How to Build a RAG System with a Self-Querying Retriever in LangChain

RAG + Filtering with Metadata = Great Movie Recommendations 🍿

Ed Izaguirre
Towards Data Science

--

Image of a person watching television. Image created in DALL·E 3.

Table of Contents

Links

Recently, I was browsing Max trying to find a movie to watch. Typically this involves browsing through the various lists presented to me, reading a few descriptions, and then picking something that sounds vaguely interesting. Sometimes it is a hit, sometimes not so much. I usually only touch the search function if I know the title of a film I am trying to watch or know the name of an actor I want. Otherwise searching is just not very useful.

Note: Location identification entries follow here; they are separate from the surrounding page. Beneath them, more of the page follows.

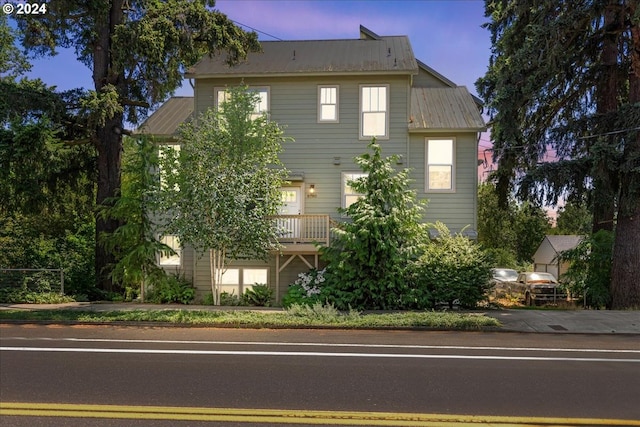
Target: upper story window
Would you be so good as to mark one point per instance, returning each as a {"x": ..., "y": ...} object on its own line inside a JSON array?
[
  {"x": 349, "y": 195},
  {"x": 374, "y": 111},
  {"x": 222, "y": 95},
  {"x": 174, "y": 243},
  {"x": 328, "y": 104},
  {"x": 440, "y": 164},
  {"x": 165, "y": 151}
]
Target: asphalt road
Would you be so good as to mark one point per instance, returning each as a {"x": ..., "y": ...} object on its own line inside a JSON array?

I was suddenly hit with an idea: why can’t I use natural language to query a movie based more on the vibe or the substance of a movie, rather than just a title or actor? For example, why can’t I fire up Max, Netflix, or Hulu and type one of the following queries into the search bar:

  • Find me drama movies in English that are less than 2 hours long and feature pets.
  • Recommend zombie movies, but make sure they are funny.
  • I liked ‘Everything Everywhere all at Once’. Give me a similar film, but darker.

The beauty of this approach goes beyond a more natural way to search for films. This approach also preserves a user’s privacy. Rather than mine a user’s actions, likes, and dislikes to feed to a recommender system, this system uses no user data at all. The only thing required is a query.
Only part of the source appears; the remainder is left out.